In [1]:
from transformers import AutoTokenizer,AutoModel
import torch

2024-06-19 15:16:47.737433: I tensorflow/core/platform/cpu_feature_guard.cc:193] This TensorFlow binary is optimized with oneAPI Deep Neural Network Library (oneDNN) to use the following CPU instructions in performance-critical operations:  AVX2 FMA
To enable them in other operations, rebuild TensorFlow with the appropriate compiler flags.
2024-06-19 15:16:48.447345: W tensorflow/compiler/xla/stream_executor/platform/default/dso_loader.cc:64] Could not load dynamic library 'libnvinfer.so.7'; dlerror: libnvinfer.so.7: cannot open shared object file: No such file or directory
2024-06-19 15:16:48.447434: W tensorflow/compiler/xla/stream_executor/platform/default/dso_loader.cc:64] Could not load dynamic library 'libnvinfer_plugin.so.7'; dlerror: libnvinfer_plugin.so.7: cannot open shared object file: No such file or directory


In [2]:
import json

def read_squad(path):
    with open(path, 'rb') as f:
        squad_dict = json.load(f)
    contexts = []
    questions = []
    answers = []

    for group in squad_dict['data']:
        for passage in group['paragraphs']:
            context = passage['context']
            for qa in passage['qas']:
                question = qa['question']

                if 'plausible_answers' in qa.keys():
                    access = 'plausible_answers'
                else:
                    access = 'answers'
                for answer in qa[access]:

                    contexts.append(context)
                    questions.append(question)
                    answers.append(answer)
    return contexts, questions, answers


train_contexts, train_questions, train_answers = read_squad('squad/train-v2.0.json')
val_contexts, val_questions, val_answers = read_squad('squad/dev-v2.0.json')

In [3]:
# !pip install gensim
import numpy as np
# from gensim.models import Word2Vec
np.random.seed(42)
train_contexts = np.array(train_contexts)
train_questions = np.array(train_questions)
train_answers = np.array(train_answers)

val_contexts = np.array(val_contexts)
val_questions = np.array(val_questions)
val_answers = np.array(val_answers)


train_indices = np.random.choice(len(train_contexts), 5000, replace=False)
val_indices = np.random.choice(len(val_contexts), 500, replace=False)

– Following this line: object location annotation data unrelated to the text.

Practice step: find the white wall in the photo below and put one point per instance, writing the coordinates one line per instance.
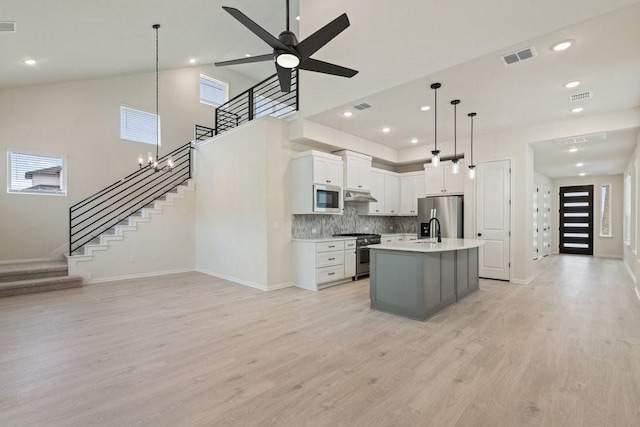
(609, 247)
(243, 208)
(631, 253)
(81, 119)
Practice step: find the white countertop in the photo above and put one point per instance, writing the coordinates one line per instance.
(426, 245)
(326, 239)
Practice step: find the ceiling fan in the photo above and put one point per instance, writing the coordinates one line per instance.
(288, 53)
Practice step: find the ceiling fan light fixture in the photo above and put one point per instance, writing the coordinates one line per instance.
(288, 60)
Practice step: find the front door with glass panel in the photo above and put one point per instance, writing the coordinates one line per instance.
(576, 220)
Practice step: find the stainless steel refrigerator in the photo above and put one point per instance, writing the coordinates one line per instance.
(448, 209)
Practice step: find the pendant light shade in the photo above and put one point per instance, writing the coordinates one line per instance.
(472, 167)
(455, 166)
(435, 154)
(152, 162)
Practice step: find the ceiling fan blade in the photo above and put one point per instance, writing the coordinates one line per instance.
(284, 76)
(260, 58)
(326, 68)
(257, 29)
(324, 35)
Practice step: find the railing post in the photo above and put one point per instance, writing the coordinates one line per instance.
(297, 90)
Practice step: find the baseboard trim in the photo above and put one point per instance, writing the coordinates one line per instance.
(633, 277)
(138, 276)
(233, 279)
(523, 282)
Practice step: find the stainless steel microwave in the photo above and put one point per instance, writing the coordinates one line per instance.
(327, 199)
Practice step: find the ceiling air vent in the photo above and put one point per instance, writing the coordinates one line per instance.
(579, 139)
(362, 106)
(521, 55)
(7, 27)
(580, 96)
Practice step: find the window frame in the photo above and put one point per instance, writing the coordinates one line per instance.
(602, 207)
(146, 112)
(63, 173)
(224, 84)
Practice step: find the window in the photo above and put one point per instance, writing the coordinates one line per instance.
(605, 210)
(627, 210)
(30, 173)
(139, 126)
(213, 92)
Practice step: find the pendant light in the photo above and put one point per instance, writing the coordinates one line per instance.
(472, 167)
(151, 162)
(455, 166)
(435, 154)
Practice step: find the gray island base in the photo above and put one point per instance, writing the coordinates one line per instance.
(418, 279)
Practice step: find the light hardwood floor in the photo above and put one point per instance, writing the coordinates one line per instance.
(190, 349)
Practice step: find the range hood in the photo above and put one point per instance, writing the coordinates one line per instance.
(358, 196)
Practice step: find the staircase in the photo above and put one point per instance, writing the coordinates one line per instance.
(129, 224)
(32, 277)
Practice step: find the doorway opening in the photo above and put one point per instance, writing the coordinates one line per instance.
(576, 220)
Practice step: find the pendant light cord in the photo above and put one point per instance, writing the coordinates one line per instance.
(157, 26)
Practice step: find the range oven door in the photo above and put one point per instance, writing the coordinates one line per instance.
(362, 260)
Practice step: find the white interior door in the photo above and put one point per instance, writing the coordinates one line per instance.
(494, 218)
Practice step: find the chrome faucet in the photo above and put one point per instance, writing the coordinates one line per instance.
(438, 224)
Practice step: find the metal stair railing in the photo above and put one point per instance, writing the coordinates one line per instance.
(263, 99)
(108, 207)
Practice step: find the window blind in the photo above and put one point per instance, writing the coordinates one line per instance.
(138, 126)
(212, 91)
(34, 173)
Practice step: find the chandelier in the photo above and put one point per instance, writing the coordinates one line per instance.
(154, 163)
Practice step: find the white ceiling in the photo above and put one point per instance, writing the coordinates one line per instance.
(75, 39)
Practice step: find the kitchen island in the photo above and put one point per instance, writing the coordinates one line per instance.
(419, 278)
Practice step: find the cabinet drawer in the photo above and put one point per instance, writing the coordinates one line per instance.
(329, 274)
(330, 246)
(324, 259)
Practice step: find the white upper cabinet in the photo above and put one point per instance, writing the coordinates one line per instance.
(412, 187)
(327, 170)
(440, 180)
(357, 170)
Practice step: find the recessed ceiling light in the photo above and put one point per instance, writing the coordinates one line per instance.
(572, 84)
(563, 45)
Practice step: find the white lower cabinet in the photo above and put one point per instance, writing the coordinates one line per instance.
(320, 264)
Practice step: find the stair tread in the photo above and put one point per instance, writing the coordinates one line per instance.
(40, 282)
(32, 267)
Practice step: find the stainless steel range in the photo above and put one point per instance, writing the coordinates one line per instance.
(363, 240)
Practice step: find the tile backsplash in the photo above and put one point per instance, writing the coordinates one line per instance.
(350, 222)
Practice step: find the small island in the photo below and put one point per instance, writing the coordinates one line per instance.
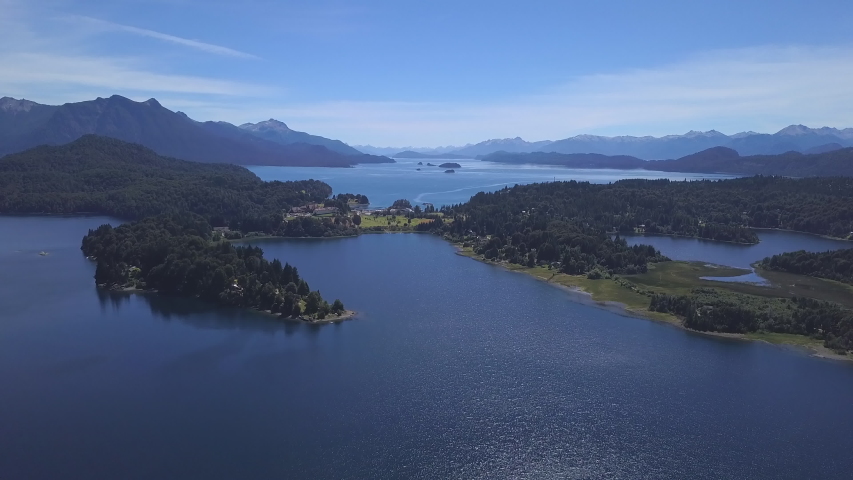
(437, 156)
(568, 234)
(181, 255)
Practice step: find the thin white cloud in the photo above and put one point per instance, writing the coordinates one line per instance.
(761, 89)
(36, 72)
(198, 45)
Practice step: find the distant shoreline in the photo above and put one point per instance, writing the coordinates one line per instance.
(812, 347)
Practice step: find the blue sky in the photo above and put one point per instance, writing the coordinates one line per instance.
(398, 73)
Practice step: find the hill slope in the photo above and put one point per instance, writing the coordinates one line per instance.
(712, 160)
(279, 132)
(166, 132)
(107, 176)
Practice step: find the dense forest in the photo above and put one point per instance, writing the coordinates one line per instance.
(713, 160)
(175, 254)
(107, 176)
(716, 311)
(547, 221)
(835, 265)
(26, 125)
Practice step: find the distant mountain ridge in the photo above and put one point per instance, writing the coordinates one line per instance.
(797, 138)
(25, 124)
(712, 160)
(279, 132)
(437, 156)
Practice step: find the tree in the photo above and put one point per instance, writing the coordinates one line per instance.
(313, 303)
(337, 307)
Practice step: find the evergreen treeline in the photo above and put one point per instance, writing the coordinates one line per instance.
(175, 254)
(572, 222)
(712, 310)
(835, 265)
(107, 176)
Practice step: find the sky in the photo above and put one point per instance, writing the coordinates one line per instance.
(416, 73)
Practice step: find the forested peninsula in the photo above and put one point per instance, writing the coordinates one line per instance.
(170, 246)
(835, 265)
(101, 175)
(568, 233)
(178, 254)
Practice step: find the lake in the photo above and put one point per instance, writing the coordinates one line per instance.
(772, 242)
(384, 183)
(453, 369)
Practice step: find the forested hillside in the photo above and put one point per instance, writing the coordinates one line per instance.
(175, 254)
(711, 310)
(26, 125)
(835, 265)
(107, 176)
(712, 160)
(572, 223)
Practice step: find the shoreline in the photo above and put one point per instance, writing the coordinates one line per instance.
(347, 315)
(813, 348)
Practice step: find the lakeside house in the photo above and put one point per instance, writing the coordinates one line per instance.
(400, 211)
(325, 211)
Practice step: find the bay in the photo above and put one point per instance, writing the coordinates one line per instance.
(453, 369)
(384, 183)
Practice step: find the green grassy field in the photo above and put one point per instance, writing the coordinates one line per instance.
(679, 278)
(368, 221)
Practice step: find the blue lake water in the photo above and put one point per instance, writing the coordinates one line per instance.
(772, 242)
(384, 183)
(453, 369)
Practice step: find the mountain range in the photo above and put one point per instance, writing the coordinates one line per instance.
(796, 138)
(712, 160)
(25, 124)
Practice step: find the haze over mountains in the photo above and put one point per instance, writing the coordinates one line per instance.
(796, 138)
(712, 160)
(25, 124)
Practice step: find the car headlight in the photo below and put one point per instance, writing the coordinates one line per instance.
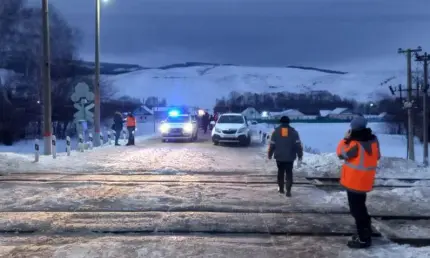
(164, 128)
(242, 130)
(188, 128)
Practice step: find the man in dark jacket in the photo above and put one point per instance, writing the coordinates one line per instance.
(205, 122)
(286, 146)
(117, 126)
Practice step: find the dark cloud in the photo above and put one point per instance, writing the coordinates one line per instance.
(252, 32)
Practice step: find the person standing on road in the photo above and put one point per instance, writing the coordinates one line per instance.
(117, 126)
(360, 151)
(205, 122)
(286, 146)
(131, 128)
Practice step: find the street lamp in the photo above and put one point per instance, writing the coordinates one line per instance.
(97, 77)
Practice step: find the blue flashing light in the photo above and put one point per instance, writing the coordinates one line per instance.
(174, 113)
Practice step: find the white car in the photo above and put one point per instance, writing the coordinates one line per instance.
(231, 128)
(179, 127)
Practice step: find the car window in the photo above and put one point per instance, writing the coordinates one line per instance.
(178, 119)
(230, 120)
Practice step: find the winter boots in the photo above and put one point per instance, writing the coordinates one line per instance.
(281, 190)
(361, 240)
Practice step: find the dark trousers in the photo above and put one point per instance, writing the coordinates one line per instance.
(285, 168)
(130, 130)
(358, 209)
(117, 135)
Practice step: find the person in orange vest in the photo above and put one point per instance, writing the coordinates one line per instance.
(131, 128)
(360, 151)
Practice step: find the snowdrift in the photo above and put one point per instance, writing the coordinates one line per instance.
(208, 82)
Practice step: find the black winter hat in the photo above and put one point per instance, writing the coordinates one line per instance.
(285, 120)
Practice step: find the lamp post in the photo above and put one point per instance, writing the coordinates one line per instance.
(47, 109)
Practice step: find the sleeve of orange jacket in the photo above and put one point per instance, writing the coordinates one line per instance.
(346, 150)
(379, 149)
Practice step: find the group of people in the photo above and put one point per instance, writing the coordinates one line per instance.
(359, 149)
(118, 125)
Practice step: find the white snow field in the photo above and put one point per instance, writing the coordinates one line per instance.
(181, 85)
(179, 199)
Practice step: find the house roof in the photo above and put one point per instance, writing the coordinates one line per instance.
(250, 109)
(294, 112)
(144, 110)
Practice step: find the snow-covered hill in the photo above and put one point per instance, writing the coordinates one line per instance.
(201, 85)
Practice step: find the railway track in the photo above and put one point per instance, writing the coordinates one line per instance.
(209, 220)
(206, 223)
(320, 182)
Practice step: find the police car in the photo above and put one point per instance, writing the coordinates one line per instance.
(231, 128)
(179, 126)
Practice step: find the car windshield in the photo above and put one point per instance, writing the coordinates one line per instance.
(178, 119)
(230, 120)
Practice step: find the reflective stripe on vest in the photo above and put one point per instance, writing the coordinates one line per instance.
(358, 173)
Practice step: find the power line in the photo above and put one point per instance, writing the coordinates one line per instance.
(408, 52)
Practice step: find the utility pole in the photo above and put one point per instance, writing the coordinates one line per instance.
(408, 52)
(97, 78)
(393, 92)
(425, 59)
(47, 106)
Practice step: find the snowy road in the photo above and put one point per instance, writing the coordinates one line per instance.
(167, 246)
(149, 155)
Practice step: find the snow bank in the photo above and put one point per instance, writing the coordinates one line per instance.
(209, 82)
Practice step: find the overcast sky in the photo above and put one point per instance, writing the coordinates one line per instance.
(251, 32)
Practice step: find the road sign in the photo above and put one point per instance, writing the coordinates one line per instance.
(90, 106)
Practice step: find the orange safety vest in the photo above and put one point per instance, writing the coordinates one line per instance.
(131, 121)
(358, 173)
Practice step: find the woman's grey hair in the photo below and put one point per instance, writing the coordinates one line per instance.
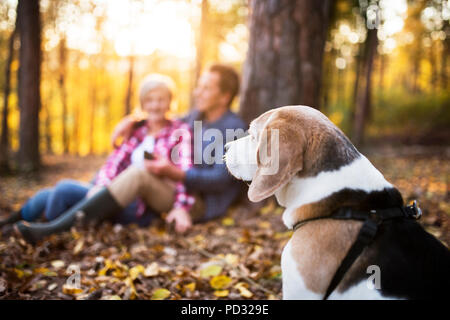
(156, 80)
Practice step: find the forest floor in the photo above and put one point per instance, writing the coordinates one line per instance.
(235, 257)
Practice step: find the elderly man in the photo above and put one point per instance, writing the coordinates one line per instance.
(208, 180)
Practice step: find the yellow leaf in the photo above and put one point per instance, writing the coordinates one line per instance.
(160, 294)
(264, 225)
(125, 256)
(220, 282)
(211, 271)
(58, 264)
(228, 222)
(71, 290)
(268, 208)
(278, 211)
(78, 246)
(232, 259)
(115, 297)
(199, 238)
(136, 271)
(41, 270)
(242, 287)
(189, 286)
(130, 285)
(19, 273)
(119, 273)
(221, 293)
(151, 270)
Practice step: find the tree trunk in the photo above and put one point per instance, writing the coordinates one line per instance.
(29, 81)
(363, 99)
(202, 39)
(63, 92)
(129, 93)
(4, 140)
(77, 102)
(93, 97)
(284, 60)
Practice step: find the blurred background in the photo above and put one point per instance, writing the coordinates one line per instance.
(70, 69)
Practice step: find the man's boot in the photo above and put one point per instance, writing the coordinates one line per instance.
(100, 206)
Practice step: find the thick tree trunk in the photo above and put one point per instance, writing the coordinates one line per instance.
(444, 71)
(363, 99)
(29, 81)
(4, 140)
(63, 92)
(129, 93)
(284, 60)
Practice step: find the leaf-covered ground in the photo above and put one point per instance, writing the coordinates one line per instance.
(236, 257)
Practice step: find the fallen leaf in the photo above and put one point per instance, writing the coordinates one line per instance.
(152, 270)
(211, 271)
(71, 290)
(220, 282)
(78, 247)
(228, 222)
(160, 294)
(221, 293)
(190, 286)
(232, 259)
(242, 287)
(136, 271)
(52, 286)
(58, 264)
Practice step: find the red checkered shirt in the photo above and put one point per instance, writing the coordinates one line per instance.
(176, 134)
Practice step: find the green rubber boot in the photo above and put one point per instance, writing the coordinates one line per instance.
(99, 207)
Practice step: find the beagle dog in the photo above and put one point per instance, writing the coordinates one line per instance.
(319, 171)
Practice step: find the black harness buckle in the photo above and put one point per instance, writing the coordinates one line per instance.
(413, 211)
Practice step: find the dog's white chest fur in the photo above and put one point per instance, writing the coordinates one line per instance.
(294, 287)
(358, 175)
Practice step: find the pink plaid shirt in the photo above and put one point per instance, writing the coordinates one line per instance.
(172, 142)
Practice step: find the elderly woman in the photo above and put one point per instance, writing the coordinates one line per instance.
(156, 141)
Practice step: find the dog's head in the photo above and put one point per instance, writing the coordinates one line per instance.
(282, 143)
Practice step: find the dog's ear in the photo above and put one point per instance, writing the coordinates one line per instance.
(277, 164)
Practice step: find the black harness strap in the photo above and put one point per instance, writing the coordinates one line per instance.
(365, 236)
(367, 233)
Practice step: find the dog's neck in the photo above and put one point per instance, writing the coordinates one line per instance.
(315, 196)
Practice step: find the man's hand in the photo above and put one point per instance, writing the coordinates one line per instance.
(182, 219)
(164, 168)
(123, 129)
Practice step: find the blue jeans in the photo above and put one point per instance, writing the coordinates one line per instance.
(52, 202)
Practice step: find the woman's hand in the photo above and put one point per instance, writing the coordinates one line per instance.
(123, 129)
(182, 219)
(93, 191)
(163, 167)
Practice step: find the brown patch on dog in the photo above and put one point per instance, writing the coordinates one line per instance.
(319, 248)
(309, 143)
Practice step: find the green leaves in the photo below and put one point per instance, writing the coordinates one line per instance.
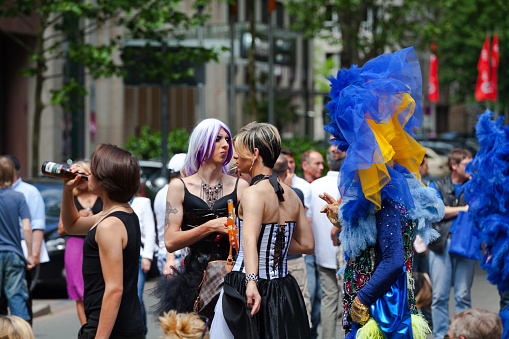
(148, 144)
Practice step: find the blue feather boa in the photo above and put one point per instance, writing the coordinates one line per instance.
(358, 234)
(487, 195)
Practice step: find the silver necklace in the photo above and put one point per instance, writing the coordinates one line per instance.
(211, 193)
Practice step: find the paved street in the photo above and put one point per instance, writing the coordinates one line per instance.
(62, 322)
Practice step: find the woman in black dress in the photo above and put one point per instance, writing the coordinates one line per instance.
(196, 211)
(112, 245)
(260, 299)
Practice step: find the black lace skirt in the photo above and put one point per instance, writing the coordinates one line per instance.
(282, 311)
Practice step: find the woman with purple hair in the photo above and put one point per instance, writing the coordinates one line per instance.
(196, 211)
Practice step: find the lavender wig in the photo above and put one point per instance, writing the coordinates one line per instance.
(201, 145)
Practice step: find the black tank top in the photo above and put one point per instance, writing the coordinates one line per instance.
(129, 320)
(215, 246)
(97, 208)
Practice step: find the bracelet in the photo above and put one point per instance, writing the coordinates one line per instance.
(333, 216)
(251, 277)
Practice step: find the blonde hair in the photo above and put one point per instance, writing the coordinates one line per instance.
(477, 323)
(13, 327)
(6, 172)
(183, 326)
(263, 136)
(85, 164)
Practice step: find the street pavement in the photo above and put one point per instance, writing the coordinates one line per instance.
(62, 321)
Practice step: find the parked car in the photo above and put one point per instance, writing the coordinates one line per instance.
(53, 272)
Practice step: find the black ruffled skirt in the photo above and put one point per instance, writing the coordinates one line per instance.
(282, 311)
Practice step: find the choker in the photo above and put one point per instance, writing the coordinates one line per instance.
(209, 193)
(273, 181)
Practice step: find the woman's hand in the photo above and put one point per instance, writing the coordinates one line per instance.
(331, 209)
(218, 225)
(145, 265)
(253, 297)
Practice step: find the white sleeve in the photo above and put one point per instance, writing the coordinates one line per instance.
(149, 229)
(37, 211)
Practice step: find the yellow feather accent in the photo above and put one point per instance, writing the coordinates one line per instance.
(370, 330)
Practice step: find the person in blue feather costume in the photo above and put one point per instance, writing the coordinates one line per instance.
(487, 194)
(374, 110)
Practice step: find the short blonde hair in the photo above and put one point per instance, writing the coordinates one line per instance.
(13, 327)
(183, 326)
(259, 135)
(6, 172)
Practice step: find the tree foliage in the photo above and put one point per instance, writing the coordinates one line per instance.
(148, 145)
(63, 29)
(364, 28)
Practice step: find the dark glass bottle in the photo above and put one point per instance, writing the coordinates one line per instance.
(61, 171)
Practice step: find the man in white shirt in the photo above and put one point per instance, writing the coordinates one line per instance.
(37, 210)
(166, 260)
(329, 256)
(315, 292)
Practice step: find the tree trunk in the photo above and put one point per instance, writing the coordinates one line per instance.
(252, 100)
(39, 105)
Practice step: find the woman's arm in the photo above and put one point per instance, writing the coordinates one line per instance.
(71, 220)
(390, 240)
(174, 238)
(149, 231)
(111, 237)
(302, 240)
(252, 215)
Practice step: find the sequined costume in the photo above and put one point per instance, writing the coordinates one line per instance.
(374, 110)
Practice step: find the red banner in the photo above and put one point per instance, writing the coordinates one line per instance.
(433, 79)
(483, 88)
(494, 66)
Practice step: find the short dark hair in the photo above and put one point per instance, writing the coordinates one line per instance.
(287, 151)
(15, 161)
(259, 135)
(6, 172)
(334, 164)
(116, 171)
(457, 155)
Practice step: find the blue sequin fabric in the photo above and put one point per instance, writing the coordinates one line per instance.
(377, 267)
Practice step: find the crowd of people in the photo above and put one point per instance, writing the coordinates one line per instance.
(310, 251)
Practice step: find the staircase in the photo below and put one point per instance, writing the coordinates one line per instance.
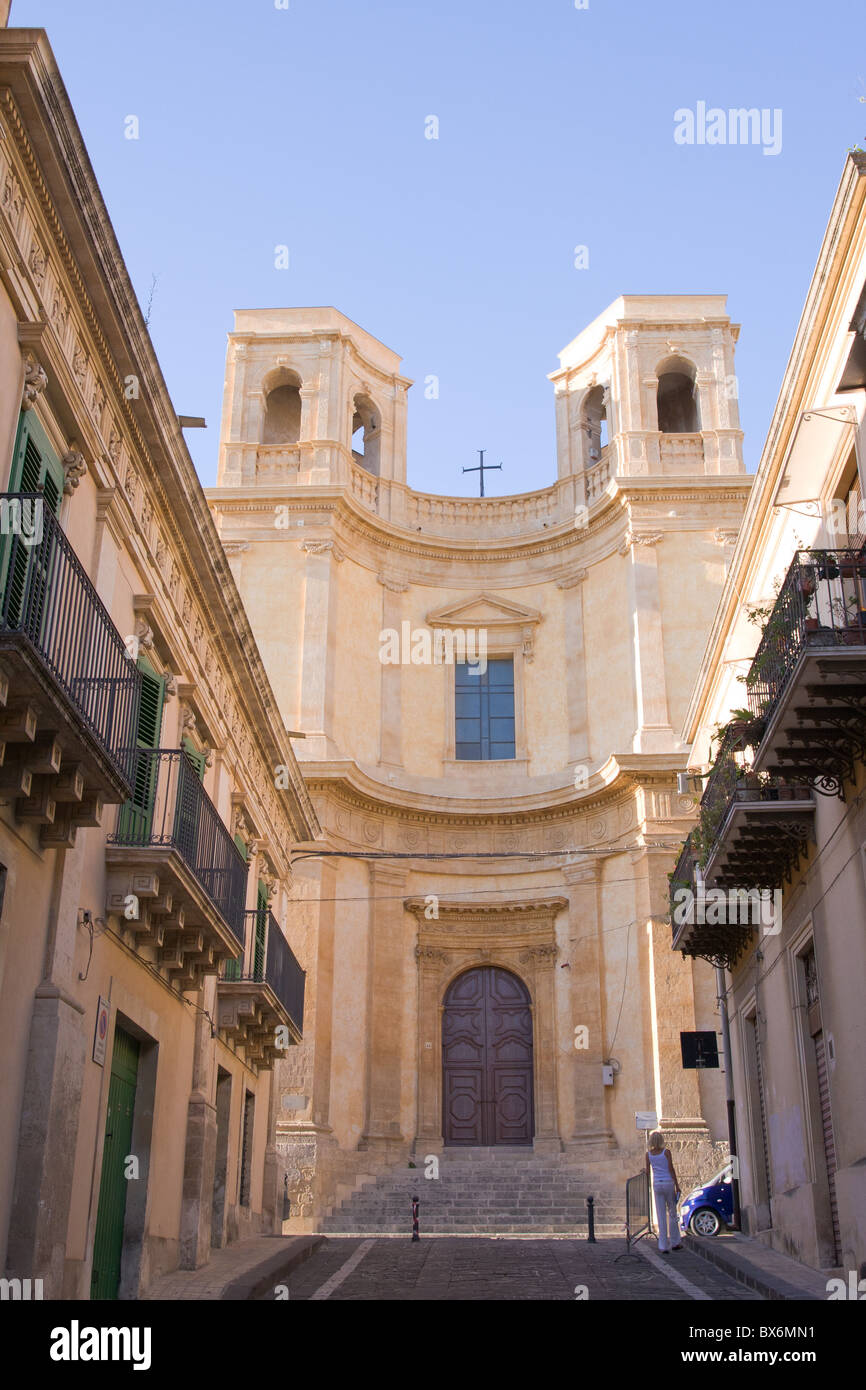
(487, 1191)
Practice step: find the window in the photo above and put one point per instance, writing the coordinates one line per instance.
(366, 434)
(282, 412)
(484, 709)
(595, 424)
(677, 398)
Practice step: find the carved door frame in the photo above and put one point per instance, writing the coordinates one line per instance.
(517, 937)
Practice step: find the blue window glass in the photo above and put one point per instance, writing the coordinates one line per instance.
(484, 709)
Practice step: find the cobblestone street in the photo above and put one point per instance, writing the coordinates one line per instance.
(501, 1269)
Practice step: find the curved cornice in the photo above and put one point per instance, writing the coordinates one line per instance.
(608, 514)
(619, 777)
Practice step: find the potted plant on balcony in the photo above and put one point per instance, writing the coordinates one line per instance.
(744, 729)
(827, 569)
(806, 580)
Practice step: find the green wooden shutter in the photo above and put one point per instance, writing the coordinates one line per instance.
(135, 818)
(234, 965)
(109, 1239)
(36, 464)
(195, 756)
(35, 469)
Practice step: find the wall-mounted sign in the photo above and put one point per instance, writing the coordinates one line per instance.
(699, 1050)
(100, 1034)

train_contexts_sampled = train_contexts[train_indices]
train_questions_sampled = train_questions[train_indices]
train_answers_sampled = train_answers[train_indices]

val_contexts_sampled = val_contexts[val_indices]
val_questions_sampled = val_questions[val_indices]
val_answers_sampled = val_answers[val_indices]

In [4]:
train_contexts_sampled = train_contexts_sampled.tolist()
train_questions_sampled = train_questions_sampled.tolist()
train_answers_sampled =train_answers_sampled.tolist()

val_contexts_sampled = val_contexts_sampled.tolist()
val_questions_sampled = val_questions_sampled.tolist()
val_answers_sampled = val_answers_sampled.tolist()

In [5]:
def add_end_idx(answers, contexts):
    for answer, context in zip(answers, contexts):
        gold_text = answer['text']
        start_idx = answer['answer_start']
        end_idx = start_idx + len(gold_text)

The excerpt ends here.